Non è un caso che il programma Moms@work includa anche i dirigenti aziendali e da qualche tempo a questa parte è stato aperto anche ai padri. Sensibilizzare e allineare i capi su questo modo di affrontare la maternità da parte dell’azienda, infatti è essenziale per riorganizzare il modo di lavorare in funzione delle esigenze delle mamme e dei neogenitori in generale. E il valore aggiunto di questo programma sta proprio nel fatto che le persone sono invitate a condividere idee, preoccupazioni e proposte in modo tale che ogni azienda trovi il proprio modello e che i manager abbiano negli incontri un momento di scambio e di confronto e di co-costruzione a cui oggi si pone sempre più attenzione.

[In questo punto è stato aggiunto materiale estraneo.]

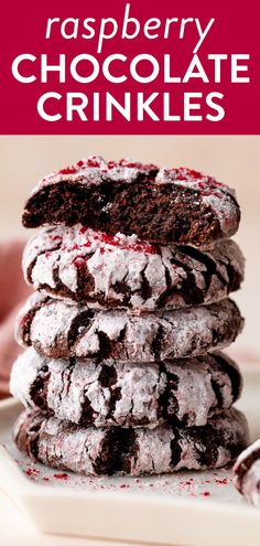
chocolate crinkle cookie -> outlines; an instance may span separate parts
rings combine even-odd
[[[93,308],[143,312],[226,298],[240,287],[243,263],[234,240],[202,250],[76,225],[35,235],[24,249],[22,265],[28,283],[53,297]]]
[[[241,375],[221,353],[140,362],[50,360],[29,349],[11,373],[22,404],[82,426],[204,426],[240,396]],[[199,400],[199,404],[198,404]]]
[[[234,465],[234,483],[239,493],[260,506],[260,440],[254,441],[238,457]]]
[[[199,172],[90,157],[42,179],[28,200],[25,227],[80,223],[158,244],[207,246],[231,237],[235,192]]]
[[[204,427],[80,427],[40,410],[14,427],[19,449],[34,461],[86,475],[161,474],[228,464],[248,443],[245,416],[229,409]]]
[[[96,311],[33,295],[18,318],[17,339],[40,353],[62,358],[153,362],[206,354],[229,345],[243,319],[232,300],[141,315]]]

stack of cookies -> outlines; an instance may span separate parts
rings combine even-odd
[[[234,192],[188,169],[91,157],[36,185],[23,225],[45,227],[24,250],[36,292],[11,375],[20,450],[139,475],[218,468],[247,446],[241,376],[219,352],[243,323],[228,298],[239,220]]]

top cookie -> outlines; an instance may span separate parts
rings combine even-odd
[[[239,220],[234,191],[212,176],[99,157],[42,179],[23,213],[25,227],[82,223],[109,235],[196,246],[232,236]]]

Con obiettivi diversi ma ugualmente posizionante lato B2B è anche il progetto Women4, powered by Gi Group, nato per favorire l’Employability delle donne, soprattutto in quei settori generalmente preclusi alle donne come ad esempio Logistica, Meccanica, ICT, nonché tutto l’universo STEM.
Andiamo oltre le promesse
Per recuperare terreno sul fronte donne/lavoro occorre andare oltre la filosofia e la letteratura, oltre le promesse, oltre le quote rosa. Come ha scritto sulle pagine di Avvenire Mariolina Ceriotti Migliarese, psicoterapeuta e autrice del libro Padri e figli. I sentieri della paternità, dobbiamo iniziare «una strada che accompagni tutti, uomini e donne insieme, alla libertà di scegliere ciascuno la propria strada, secondo la propria natura, secondo il proprio vero desiderio, che nell’uomo e nella donna seguono quasi sempre tempi e modi diversi. Una strada in cui affetti e professione non si contrappongano necessariamente». Riuscire a mettere in fila questi passi significa lavorare anche per incrementare il valore economico delle nostre aziende e della nostra economia in generale.